6) a. Le retrait de sécurité pour cause d'alcoolisme constitue une atteinte importante à la personnalité du conducteur concerné. L'autorité doit donc, avant de prononcer un tel retrait, éclaircir dans chaque cas la situation de l'intéressé (ATF 129 II 82 consid. 2.2). L'examen de l'incidence d'une toxicomanie sur le comportement comme conducteur en général ainsi que la détermination de la mesure de la dépendance exigent des connaissances particulières, qui justifient le recours à des spécialistes, donc que soit ordonnée une expertise (ATF 133 II 384 consid. 3.1; ATF 129 II 82 consid. 4.1). L'étendue des examens officiels nécessaires dépend des particularités du cas d'espèce et relève du pouvoir d'appréciation des autorités cantonales compétentes (ATF 129 II 82 consid. 2.2).

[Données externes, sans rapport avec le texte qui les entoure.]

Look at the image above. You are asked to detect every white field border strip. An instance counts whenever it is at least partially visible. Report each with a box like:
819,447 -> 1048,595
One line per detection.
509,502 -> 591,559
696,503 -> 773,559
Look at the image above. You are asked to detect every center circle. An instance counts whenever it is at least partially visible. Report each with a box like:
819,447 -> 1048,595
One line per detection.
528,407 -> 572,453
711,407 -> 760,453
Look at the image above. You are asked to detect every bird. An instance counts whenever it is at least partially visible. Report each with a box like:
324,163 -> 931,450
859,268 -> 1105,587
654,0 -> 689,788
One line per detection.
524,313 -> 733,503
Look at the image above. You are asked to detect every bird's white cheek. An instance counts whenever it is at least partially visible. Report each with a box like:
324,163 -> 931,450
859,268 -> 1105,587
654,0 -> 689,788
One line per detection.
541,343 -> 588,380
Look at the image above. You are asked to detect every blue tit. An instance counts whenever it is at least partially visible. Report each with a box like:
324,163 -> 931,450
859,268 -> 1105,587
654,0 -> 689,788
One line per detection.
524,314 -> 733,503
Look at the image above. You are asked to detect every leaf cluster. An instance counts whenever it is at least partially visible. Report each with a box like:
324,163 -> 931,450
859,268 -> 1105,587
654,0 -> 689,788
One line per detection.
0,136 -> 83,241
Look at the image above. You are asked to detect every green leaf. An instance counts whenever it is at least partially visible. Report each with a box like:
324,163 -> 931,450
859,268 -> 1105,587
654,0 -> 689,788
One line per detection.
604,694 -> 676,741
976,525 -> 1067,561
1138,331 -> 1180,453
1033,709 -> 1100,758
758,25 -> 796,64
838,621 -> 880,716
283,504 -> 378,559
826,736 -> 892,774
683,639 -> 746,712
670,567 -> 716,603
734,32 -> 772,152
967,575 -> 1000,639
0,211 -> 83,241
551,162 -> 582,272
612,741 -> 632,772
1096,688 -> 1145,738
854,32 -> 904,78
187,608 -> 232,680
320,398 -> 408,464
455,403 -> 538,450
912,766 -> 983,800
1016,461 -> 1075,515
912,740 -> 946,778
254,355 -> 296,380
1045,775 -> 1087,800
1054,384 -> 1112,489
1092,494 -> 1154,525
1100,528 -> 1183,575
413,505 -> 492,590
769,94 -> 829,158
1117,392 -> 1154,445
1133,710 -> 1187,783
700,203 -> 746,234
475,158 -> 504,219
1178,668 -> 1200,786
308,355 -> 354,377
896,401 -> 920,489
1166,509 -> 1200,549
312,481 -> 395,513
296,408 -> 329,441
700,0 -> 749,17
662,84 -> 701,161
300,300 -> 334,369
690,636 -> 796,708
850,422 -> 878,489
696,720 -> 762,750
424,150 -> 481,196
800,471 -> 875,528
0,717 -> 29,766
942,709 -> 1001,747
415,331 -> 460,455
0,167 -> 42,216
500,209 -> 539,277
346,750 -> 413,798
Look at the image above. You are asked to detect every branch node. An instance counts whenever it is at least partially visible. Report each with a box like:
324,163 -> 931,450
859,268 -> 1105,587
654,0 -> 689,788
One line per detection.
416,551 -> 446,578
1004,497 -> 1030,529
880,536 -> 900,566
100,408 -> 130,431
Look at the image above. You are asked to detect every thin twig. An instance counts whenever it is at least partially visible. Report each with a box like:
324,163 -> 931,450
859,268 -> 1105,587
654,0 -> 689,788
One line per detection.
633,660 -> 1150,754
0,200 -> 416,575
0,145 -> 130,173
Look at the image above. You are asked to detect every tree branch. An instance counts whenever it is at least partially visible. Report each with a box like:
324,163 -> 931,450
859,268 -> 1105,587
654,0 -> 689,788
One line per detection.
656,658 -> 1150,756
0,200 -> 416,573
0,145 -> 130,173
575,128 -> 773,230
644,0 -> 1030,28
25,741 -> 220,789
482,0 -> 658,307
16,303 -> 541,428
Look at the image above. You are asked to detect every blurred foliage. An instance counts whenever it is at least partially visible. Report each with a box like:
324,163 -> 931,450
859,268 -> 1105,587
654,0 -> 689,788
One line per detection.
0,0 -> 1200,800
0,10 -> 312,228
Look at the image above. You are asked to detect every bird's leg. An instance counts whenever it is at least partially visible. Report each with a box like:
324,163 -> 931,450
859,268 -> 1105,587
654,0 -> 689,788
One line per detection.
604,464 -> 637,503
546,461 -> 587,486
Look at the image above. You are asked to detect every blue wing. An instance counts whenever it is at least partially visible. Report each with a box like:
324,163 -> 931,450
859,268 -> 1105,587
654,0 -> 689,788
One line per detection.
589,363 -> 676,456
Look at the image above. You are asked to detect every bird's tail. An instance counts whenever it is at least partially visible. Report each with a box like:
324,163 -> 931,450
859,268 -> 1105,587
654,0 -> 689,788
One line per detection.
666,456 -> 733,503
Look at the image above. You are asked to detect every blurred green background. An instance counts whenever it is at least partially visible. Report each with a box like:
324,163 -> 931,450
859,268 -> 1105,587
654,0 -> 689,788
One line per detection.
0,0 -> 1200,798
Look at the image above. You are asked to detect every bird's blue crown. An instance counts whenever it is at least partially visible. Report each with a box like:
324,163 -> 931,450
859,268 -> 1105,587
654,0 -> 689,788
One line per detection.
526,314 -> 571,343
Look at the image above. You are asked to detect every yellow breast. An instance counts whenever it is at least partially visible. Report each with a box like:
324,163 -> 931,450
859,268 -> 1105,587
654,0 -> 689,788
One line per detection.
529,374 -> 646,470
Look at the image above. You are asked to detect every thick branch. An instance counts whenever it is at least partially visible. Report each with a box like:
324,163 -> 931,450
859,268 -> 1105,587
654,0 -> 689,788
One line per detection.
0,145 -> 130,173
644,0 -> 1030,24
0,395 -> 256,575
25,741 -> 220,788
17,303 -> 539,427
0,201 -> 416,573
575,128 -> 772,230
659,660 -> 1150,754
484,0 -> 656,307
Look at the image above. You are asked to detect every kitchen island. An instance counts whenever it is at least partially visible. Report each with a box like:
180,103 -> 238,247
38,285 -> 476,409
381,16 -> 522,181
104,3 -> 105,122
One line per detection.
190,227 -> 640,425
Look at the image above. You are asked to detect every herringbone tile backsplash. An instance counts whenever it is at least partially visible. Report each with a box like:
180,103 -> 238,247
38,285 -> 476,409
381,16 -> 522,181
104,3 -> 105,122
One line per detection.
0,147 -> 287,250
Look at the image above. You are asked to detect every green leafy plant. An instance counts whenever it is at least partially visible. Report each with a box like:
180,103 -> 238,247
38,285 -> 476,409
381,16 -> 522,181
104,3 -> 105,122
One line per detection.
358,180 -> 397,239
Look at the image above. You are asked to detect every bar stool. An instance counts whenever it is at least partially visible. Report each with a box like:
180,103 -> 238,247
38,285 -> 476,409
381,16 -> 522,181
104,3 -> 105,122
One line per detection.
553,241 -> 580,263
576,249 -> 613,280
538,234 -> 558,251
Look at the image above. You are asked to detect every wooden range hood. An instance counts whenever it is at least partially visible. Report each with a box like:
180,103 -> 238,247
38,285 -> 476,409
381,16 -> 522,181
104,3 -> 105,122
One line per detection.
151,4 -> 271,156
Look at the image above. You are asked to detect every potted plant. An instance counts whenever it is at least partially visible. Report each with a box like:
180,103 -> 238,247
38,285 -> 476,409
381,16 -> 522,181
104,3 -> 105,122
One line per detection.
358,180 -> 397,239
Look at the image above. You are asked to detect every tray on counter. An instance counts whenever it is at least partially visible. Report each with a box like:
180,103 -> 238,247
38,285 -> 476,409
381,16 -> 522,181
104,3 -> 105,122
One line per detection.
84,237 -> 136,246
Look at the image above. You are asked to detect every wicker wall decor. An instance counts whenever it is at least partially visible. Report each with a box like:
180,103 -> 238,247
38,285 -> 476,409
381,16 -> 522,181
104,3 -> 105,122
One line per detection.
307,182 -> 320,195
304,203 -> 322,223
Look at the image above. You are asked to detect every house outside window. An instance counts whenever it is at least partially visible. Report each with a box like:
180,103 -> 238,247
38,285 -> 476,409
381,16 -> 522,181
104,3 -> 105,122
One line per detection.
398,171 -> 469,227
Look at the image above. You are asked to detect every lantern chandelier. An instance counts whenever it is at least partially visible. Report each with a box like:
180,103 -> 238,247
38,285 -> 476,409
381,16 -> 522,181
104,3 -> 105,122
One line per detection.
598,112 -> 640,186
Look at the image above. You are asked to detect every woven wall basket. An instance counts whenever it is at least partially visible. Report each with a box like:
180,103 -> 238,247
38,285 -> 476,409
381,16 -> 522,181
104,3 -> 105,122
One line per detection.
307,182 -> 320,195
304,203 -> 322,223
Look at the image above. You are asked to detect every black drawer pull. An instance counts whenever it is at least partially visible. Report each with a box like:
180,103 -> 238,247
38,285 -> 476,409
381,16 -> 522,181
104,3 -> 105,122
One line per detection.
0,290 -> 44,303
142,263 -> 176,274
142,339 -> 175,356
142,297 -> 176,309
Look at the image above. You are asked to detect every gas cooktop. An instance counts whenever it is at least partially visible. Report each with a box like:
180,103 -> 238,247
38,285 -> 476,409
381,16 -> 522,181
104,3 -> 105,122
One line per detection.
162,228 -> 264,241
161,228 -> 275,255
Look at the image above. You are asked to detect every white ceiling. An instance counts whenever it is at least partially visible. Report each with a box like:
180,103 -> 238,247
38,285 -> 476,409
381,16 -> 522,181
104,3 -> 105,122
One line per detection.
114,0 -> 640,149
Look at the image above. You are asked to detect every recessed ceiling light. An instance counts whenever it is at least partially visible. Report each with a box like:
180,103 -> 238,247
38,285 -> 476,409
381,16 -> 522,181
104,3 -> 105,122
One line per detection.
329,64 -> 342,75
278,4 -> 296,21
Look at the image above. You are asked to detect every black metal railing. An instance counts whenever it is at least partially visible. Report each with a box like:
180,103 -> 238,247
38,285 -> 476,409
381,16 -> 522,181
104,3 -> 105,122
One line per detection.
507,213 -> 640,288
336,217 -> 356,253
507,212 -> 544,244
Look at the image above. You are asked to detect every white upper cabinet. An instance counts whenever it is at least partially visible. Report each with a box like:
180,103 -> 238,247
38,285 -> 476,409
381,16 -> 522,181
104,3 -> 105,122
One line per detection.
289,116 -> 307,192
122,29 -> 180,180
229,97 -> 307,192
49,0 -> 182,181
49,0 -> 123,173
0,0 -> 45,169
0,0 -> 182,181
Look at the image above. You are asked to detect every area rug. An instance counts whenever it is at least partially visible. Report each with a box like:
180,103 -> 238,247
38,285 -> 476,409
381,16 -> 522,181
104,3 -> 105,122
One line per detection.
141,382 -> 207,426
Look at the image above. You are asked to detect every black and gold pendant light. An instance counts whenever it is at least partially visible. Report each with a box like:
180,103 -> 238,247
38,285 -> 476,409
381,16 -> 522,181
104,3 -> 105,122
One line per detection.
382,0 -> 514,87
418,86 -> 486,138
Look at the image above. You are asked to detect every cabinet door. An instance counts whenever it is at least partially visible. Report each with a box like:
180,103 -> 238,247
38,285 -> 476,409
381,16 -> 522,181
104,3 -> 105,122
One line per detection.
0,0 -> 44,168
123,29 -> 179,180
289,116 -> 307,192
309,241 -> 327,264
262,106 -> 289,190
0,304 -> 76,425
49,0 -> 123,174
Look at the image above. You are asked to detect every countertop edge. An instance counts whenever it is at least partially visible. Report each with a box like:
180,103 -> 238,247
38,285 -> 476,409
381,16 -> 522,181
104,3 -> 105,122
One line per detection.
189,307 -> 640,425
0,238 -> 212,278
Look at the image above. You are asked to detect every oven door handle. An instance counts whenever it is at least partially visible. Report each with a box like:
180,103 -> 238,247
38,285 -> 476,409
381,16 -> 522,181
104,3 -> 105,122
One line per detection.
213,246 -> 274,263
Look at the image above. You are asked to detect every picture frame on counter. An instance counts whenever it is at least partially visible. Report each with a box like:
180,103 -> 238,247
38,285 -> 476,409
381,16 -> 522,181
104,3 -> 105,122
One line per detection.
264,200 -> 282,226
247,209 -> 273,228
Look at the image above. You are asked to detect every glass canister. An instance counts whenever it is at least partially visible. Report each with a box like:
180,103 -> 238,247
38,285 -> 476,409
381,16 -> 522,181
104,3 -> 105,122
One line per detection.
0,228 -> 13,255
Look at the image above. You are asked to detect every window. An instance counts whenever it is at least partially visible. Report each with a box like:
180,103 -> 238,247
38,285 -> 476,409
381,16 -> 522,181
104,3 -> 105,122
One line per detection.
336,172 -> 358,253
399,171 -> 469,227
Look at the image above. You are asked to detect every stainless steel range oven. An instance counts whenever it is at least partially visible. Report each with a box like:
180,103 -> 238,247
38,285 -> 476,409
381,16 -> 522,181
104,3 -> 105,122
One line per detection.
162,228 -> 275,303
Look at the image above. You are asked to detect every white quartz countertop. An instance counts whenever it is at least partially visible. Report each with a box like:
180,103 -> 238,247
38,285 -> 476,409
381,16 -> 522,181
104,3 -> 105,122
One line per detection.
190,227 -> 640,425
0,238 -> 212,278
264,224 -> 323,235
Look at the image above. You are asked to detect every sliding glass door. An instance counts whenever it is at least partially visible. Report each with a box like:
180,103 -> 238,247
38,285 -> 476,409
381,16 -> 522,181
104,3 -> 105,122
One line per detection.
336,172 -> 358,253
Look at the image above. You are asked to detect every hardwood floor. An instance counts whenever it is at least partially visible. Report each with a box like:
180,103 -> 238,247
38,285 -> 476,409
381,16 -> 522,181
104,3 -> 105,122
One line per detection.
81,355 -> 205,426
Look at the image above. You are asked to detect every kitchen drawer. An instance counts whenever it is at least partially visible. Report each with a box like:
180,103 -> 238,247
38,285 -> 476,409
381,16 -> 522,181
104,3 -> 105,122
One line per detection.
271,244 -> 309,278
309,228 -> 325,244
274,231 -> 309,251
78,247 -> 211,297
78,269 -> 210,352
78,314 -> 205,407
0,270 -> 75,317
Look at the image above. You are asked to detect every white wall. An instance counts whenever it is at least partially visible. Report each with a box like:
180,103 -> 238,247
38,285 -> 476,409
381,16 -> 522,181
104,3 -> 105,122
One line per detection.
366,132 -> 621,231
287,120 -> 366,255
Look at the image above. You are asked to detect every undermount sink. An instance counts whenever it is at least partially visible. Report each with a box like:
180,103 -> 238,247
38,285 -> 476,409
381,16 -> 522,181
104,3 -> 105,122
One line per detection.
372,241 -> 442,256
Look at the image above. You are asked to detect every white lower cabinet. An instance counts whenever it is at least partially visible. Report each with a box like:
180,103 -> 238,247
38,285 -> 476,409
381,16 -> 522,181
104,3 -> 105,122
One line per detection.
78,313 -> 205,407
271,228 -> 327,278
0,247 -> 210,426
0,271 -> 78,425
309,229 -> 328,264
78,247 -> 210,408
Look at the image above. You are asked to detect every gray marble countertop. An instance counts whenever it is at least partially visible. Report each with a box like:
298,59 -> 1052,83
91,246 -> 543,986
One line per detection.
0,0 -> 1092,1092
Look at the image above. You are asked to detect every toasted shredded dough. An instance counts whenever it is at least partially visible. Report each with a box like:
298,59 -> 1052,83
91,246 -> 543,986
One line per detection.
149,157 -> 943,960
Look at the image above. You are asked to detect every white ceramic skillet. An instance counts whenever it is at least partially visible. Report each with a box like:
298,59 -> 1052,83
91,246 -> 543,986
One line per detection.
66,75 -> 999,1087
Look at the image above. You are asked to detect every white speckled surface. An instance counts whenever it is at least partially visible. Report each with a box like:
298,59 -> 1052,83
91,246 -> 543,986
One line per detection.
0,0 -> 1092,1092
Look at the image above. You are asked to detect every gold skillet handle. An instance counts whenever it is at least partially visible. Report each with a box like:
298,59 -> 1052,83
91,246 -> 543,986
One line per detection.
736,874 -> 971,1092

b. Concernant spécifiquement les exigences que doit respecter une expertise pour constituer une base de décision suffisante en matière de retrait de sécurité, il résulte de la jurisprudence que la mise en évidence d'une consommation d'alcool nuisible pour la santé suppose d'abord une analyse de laboratoire où divers marqueurs sont mesurés ; les résultats ainsi obtenus doivent être appréciés en relation avec d'autres examens, tels que l'analyse approfondie des données personnelles, l'examen détaillé des courses effectuées en état d'ébriété, une anamnèse de l'alcoolisme - soit l'analyse du comportement de consommation (consommateur d'habitude ou occasionnel) de l'intéressé et de son impression subjective à ce propos - ainsi qu'un examen médical complet (ATF 129 II 82 consid. 6.2 et les références citées).

c. En l'espèce, compte tenu du taux d'alcool que le recourant avait dans le sang le 7 novembre 2017 au petit matin, de 1.99 gr. ‰ au minimum, soit nettement supérieur à 1.6 gr. ‰, l'OCV n'avait pas d'autre choix que d'ordonner la mise en œuvre d'une expertise afin de lever tout doute sur l'éventualité d'une dépendance à l'alcool et sur l'aptitude à la conduite du recourant. Ce taux constitue un indice d'un problème de consommation abusive d'alcool, voire d'une addiction. Que les faits remontent à bientôt quatre ans déjà de même que l'absence d'autres condamnations depuis lors ou antérieurement pour des faits spécifiques n'y change rien.

À cet égard, le rapport d'analyse de sang produit par le recourant, quand bien même il est récent, ne suffit pas à remplir les exigences d'une expertise telle que rappelées ci-dessus.

Le recours sera partant, dans la mesure de sa recevabilité, rejeté.

7) Vu l'issue du litige, un émolument de CHF 500.- sera mis à la charge du recourant (art. 87 al. 1 LPA) et aucune indemnité de procédure ne sera allouée (art. 87 al. 2 LPA).

* * * * *

PAR CES MOTIFS
LA CHAMBRE ADMINISTRATIVE

rejette, dans la mesure de sa recevabilité, le recours interjeté le 6 septembre 2021 par Monsieur A______ contre le jugement du Tribunal administratif de première instance du 26 août 2021 ;

met à la charge du recourant un émolument de CHF 500.- ;

dit qu'il n'est pas alloué d'indemnité de procédure ;

dit que, conformément aux art. 82 ss de la loi fédérale sur le Tribunal fédéral du 17 juin 2005 (LTF - RS 173.110), le présent arrêt peut être porté dans les trente jours qui suivent sa notification par-devant le Tribunal fédéral, par la voie du recours en matière de droit public ; le mémoire de recours doit indiquer les conclusions, motifs et moyens de preuve et porter la signature du recourant ou de son mandataire ; il doit être adressé au Tribunal fédéral, 1000 Lausanne 14, par voie postale ou par voie électronique aux conditions de l'art. 42 LTF. Le présent arrêt et les pièces en possession du recourant, invoquées comme moyens de preuve, doivent être joints à l'envoi ;

communique le présent arrêt à Me Samir Djaziri, avocat du recourant, à l'office cantonal des véhicules, au Tribunal administratif de première instance, ainsi qu’à l’office fédéral des routes.

Siégeant : Mme Payot Zen-Ruffinen, présidente, M. Michel et Mme Lauber, juges.

Au nom de la chambre administrative :

le greffier-juriste :

 

 

F. Scheffre

 

 

la présidente siégeant :

 

 

F. Payot Zen-Ruffinen

 

Copie conforme de cet arrêt a été communiquée aux parties.